While the effect the camera has on the subjects of a documentary is usually a matter of speculation, both Miller and Levitch are quite open about the camera's place in their relationship. Being on camera, says Levitch, "is a craft, when you suddenly turn to a camera and start babbling directly to it. There was a long time when I was a walking rough draft, figuring out exactly how to go about such a thing. Of course, everything changed for me when I recognized the camera as a lover, as an organism I was literally falling in love with. This was also a human adventure between me and Bennett, because the camera was a conduit to our intercourse, the homoeroticism of our lives." Miller stifles a laugh, then confirms Levitch's account (at least the first part). "There was about 70 hours we shot that we just threw away, before Speed learned to let his guard down. That's in addition to the 100 hours we edited from."
During the film's run on the festival circuit, Speed found himself elevated to demi-celebrity status by audiences who responded to the film's sense of wonder and openness. While the perpetually couch-surfing Levitch still has no fixed address (although he does carry a cell phone), he now has the option of crashing at the domiciles of Hollywood actors like Natasha Lyonne and Dan Futterman, both of whom befriended him after seeing advance screenings of the movie.

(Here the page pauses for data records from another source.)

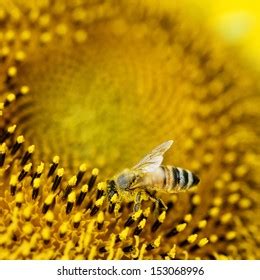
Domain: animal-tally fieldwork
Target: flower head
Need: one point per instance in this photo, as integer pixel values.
(88, 89)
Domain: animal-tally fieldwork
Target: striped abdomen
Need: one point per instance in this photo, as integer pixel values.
(177, 179)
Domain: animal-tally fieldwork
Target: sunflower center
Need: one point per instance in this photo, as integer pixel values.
(107, 97)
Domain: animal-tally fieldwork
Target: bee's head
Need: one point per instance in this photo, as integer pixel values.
(111, 188)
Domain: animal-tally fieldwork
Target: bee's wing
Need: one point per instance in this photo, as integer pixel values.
(154, 159)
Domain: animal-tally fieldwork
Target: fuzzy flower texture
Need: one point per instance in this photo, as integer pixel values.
(87, 88)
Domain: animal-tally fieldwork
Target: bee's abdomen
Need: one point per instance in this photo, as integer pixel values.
(179, 179)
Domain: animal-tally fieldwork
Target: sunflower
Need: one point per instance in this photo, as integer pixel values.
(88, 88)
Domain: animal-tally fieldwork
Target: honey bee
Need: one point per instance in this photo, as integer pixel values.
(148, 176)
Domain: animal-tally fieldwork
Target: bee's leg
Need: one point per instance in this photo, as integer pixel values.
(159, 204)
(138, 201)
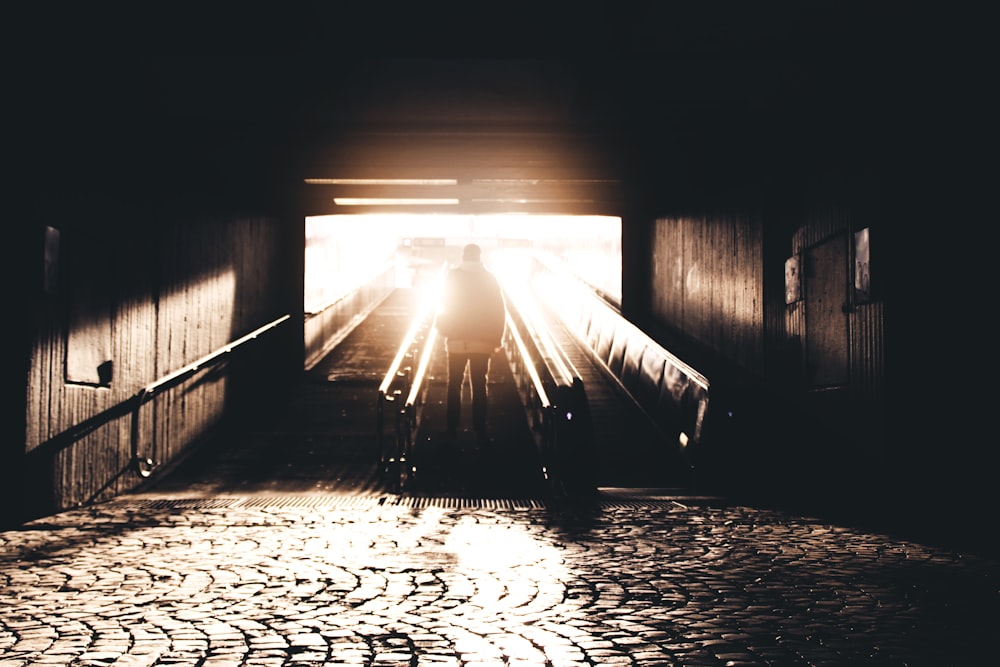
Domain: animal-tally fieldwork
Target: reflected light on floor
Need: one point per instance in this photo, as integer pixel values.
(493, 547)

Being on the big screen, says Levitch, is "just profound. I think of going to movies as being brought to the feet of our dream life. So in many ways the attachment I have experienced while watching the movie with an audience is just me reintroducing myself to my dream life, and my dreams reintroducing themselves to me. It's like witnessing aspects of myself that I am discovering for the first timethe aspects of myself that eroticize myself. Speaking loudlyit's quite an ecstasy to watch it!"
The Cruise opens Friday, Nov. 27, at Ritz at the Bourse.